Before we start with this exercise, three short notes on working with the exercise files in this workshop:

  1. You can find the solutions for this exercise as well as all other exercises in the solutions folder in the repo/directory that contains the course materials. You can copy code from these exercise files by clicking on the small blue clipboard icon in the upper right corner of the code boxes.

  2. We would like to ask you to solve all R coding tasks by writing them into your own R script files. This ensures that all of your solutions are reproducible, and that you can (re-)use solutions from earlier exercises in later ones.

  3. All solutions ‘assume’ that the working directory is the root directory of the workshop materials (which should be a folder named youtube-workshop-gesis-2023 stored whereever you saved the materials on your local hard drive). This way, we can make use of files in other folders using relative paths. This means that you may have to change/set your working directory accordingly for your own exercise solution scripts.

Now let’s get to it…

Exercise 1

Before we can start collecting data through the YouTube API, you first need to set up your API authorization. In case you have not already done that, please do so now.
To set up your YouTube API authorization you need to use the function yt_oauth from the tuber package which requires the ID of your app as well as your app secret as arguments.
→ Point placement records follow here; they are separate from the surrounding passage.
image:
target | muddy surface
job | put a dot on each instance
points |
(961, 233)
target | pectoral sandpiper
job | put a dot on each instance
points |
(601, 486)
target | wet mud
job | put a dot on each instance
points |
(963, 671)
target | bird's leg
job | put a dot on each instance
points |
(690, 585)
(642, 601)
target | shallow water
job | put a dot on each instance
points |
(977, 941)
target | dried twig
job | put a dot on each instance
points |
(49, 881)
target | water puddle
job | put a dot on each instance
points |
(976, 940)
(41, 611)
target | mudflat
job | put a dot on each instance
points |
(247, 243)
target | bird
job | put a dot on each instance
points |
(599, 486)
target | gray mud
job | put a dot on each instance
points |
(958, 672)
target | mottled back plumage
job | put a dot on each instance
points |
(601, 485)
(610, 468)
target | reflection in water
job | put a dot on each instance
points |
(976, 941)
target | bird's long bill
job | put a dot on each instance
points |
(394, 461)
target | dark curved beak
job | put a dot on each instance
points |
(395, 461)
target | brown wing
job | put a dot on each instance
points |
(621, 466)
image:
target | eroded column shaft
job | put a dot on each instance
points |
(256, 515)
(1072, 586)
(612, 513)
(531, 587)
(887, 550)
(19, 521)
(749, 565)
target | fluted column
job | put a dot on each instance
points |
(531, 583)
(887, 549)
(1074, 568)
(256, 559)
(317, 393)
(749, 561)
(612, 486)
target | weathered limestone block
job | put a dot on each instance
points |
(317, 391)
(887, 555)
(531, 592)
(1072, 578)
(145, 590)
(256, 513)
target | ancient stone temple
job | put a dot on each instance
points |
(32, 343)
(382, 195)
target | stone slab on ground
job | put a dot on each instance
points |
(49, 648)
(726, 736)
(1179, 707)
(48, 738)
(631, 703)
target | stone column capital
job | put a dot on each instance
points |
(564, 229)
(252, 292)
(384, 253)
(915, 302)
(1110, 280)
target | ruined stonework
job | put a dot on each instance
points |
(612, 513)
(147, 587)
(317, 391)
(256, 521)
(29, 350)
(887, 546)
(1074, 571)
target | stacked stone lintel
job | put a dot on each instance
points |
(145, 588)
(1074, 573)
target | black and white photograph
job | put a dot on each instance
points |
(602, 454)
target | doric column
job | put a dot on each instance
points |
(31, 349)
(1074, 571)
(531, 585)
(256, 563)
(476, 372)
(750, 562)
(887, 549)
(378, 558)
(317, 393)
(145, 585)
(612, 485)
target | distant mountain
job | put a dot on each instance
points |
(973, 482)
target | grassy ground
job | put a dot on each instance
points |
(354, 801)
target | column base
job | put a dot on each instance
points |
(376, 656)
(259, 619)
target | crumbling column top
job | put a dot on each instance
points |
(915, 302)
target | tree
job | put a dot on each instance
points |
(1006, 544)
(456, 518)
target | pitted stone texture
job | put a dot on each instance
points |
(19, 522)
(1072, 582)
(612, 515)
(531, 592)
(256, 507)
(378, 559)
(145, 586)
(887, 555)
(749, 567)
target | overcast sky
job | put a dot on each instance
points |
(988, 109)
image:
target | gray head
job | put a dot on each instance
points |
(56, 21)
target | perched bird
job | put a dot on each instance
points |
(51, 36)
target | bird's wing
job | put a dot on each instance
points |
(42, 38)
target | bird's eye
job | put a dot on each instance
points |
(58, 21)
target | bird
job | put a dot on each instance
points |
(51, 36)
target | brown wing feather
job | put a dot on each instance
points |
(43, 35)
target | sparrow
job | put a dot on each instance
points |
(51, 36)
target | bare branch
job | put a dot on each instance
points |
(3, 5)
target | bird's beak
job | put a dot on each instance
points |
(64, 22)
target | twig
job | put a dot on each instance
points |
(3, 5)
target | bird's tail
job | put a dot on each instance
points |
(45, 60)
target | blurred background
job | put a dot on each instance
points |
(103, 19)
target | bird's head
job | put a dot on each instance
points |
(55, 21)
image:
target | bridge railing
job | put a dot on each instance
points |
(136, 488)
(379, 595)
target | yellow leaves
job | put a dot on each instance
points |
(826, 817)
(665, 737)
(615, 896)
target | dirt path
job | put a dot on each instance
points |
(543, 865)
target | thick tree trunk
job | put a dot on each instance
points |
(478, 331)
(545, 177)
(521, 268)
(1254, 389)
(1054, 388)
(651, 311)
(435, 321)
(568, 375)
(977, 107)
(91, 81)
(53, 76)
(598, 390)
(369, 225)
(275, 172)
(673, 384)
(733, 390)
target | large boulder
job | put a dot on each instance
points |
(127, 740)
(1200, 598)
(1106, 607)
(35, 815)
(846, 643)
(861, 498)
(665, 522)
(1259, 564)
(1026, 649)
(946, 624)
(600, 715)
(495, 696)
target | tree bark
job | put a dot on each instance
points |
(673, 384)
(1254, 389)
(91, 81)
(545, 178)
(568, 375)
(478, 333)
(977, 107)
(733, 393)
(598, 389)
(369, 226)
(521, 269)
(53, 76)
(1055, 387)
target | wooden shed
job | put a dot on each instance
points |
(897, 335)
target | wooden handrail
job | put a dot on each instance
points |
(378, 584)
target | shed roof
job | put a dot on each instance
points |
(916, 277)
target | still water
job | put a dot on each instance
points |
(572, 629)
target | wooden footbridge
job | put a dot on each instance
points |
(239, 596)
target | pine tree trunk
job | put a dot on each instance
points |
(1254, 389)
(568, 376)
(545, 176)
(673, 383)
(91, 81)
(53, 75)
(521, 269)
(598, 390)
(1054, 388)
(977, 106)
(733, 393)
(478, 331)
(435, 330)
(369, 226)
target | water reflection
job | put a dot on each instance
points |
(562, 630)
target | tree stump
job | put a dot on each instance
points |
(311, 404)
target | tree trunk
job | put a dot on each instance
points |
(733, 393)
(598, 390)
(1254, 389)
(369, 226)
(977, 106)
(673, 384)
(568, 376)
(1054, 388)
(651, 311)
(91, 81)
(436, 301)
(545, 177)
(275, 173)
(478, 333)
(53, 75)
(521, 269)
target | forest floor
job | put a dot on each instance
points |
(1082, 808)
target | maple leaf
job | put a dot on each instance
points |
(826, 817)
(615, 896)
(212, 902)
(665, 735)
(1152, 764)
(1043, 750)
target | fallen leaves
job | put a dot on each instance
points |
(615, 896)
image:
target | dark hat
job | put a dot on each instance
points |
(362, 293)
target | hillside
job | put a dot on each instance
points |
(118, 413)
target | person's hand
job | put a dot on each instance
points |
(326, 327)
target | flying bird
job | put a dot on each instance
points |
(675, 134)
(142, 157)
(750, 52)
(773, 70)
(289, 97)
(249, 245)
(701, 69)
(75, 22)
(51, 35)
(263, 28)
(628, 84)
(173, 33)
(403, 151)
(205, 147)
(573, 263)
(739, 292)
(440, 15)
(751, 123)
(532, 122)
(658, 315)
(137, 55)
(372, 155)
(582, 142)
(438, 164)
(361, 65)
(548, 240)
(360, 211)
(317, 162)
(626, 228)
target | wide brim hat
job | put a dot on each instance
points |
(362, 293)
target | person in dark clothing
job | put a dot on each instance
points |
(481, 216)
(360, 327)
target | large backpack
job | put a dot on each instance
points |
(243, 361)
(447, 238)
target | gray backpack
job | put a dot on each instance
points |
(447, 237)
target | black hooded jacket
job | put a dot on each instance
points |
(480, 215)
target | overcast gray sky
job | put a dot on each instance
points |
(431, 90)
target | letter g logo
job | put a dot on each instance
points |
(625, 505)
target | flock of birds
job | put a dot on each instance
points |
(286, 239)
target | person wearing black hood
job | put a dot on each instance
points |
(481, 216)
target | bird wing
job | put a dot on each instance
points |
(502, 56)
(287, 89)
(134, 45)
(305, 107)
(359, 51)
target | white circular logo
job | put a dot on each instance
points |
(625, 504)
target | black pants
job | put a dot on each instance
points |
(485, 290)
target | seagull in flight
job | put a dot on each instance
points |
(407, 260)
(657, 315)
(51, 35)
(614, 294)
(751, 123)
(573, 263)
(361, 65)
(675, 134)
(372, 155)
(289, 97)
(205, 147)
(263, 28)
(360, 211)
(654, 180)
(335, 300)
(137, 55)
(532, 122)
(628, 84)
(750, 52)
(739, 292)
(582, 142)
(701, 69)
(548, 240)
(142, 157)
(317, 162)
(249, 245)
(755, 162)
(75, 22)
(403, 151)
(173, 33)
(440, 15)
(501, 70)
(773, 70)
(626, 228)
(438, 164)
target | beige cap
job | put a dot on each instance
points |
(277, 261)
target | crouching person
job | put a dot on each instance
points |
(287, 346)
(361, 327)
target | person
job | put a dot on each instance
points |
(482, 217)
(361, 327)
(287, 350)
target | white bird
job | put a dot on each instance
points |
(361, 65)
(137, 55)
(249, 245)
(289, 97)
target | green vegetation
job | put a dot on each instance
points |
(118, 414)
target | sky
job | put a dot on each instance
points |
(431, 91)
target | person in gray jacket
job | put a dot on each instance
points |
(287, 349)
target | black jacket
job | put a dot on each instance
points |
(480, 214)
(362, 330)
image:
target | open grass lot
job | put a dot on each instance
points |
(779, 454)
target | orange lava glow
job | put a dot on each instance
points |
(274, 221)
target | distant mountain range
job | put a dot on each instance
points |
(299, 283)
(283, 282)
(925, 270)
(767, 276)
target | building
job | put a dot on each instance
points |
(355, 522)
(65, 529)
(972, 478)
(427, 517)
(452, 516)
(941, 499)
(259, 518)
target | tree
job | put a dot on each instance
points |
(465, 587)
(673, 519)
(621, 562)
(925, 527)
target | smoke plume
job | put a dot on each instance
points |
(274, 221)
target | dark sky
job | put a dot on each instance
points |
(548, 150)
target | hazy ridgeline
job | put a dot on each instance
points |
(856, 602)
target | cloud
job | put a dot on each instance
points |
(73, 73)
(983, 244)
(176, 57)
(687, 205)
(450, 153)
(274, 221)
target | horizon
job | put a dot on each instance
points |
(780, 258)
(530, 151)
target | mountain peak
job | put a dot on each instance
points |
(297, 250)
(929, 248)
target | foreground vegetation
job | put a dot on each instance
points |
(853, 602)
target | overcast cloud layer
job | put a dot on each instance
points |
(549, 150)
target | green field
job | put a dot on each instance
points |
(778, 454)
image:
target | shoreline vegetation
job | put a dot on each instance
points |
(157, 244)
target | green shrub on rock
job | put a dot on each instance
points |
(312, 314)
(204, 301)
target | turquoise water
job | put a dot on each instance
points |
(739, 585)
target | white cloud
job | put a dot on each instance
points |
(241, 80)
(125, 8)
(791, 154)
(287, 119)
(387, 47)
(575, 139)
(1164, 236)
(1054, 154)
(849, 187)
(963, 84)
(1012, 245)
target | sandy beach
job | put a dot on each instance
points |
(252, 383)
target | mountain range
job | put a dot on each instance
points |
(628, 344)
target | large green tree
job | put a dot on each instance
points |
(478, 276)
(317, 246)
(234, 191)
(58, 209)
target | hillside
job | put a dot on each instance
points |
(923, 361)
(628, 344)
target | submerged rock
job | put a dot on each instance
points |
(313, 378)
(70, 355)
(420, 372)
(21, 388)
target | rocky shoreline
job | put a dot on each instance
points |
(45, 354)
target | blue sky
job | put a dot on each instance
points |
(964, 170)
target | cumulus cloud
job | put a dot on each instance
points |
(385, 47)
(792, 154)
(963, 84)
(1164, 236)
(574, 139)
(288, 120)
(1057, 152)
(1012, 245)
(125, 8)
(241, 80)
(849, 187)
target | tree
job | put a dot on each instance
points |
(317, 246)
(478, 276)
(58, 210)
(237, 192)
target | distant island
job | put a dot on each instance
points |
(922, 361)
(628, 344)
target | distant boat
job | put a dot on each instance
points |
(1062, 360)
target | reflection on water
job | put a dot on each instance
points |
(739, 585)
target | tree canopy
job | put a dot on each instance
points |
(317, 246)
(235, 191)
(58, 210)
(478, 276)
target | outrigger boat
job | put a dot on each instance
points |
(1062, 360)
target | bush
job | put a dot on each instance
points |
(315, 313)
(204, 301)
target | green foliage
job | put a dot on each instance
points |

Note: While going through the following exercises you might want to monitor your API quota usage via the Google Cloud Platform dashboard for your app: Select IAM & Admin -> Quotas and look for YouTube Data Api v3 - Queries per day.

Exercise 2

How many views, subscribers, and videos does the Computerphile channel currently have?
To get channel statistics you can use the get_channel_stats function which requires the ID the channel (as a string) as its main argument. You can find the channel ID by inspecting the page source on the channel website and searching for the strings “channelId” or “externalId”, or by using the Commentpicker tool. In this particular case, however, the channel ID is also included in the link in the exercise text ;-)

Exercise 3

How many views, likes, and comments does the music video “Data Science” by Baba Brinkman have?
To answer this question you can use get_stats and need the ID of the video. The video IDs are the characters after the “v=” parameter in the video URL.

Exercise 4

Collect all comments (including replies) for the video on “The Census” by Last Week Tonight with John Oliver. As we want to use the comments for later exercises, please assign the results to an object called comments_lwt_census.
To get all comments including replies you need to use the function get_all_comments.

Exercise 5

If you check the comment count on the website of the video you will see that there are more comments than in the dataframe you just created. This is because get_all_comments from tuber only collects up to 5 replies per comment. How many of the comments you just collected were replies?
There is a variable called parentID in the dataframe which you can use to answer this question. It is missing (i.e., NA) for top-level comments (i.e., those that are not replies to other comments).

Exercise 6

As a final step, we want to save the comments we just collected so we can use them again in the exercises for the following sessions. Please save the the comments as an .rds file named RawLWTComments file in a folder named data within the workshop materials directory.
To save an .rds file you can use the base R function saveRDS. If you have not done so before, you should create a data subfolder within the folder that contains the workshops materials. Again, the code in the solution assumes that your working directory is the workshop materials folder and stores the file in the data folder that you should have created.

Exercise 7 (Bonus)

If you are done with the other exercises or want to try out something else, you can collect all comments for the Last Week Tonight video on the US census again using the vosonSML package. If you do that, you can compare the data: How many comments were collected? Which variables do the two data sets contain? Etc.
Remember that you need an API key for the vosonSML package. If you have not done so, you can create one via the Google Cloud Platform (APIs & Services -> Credentials).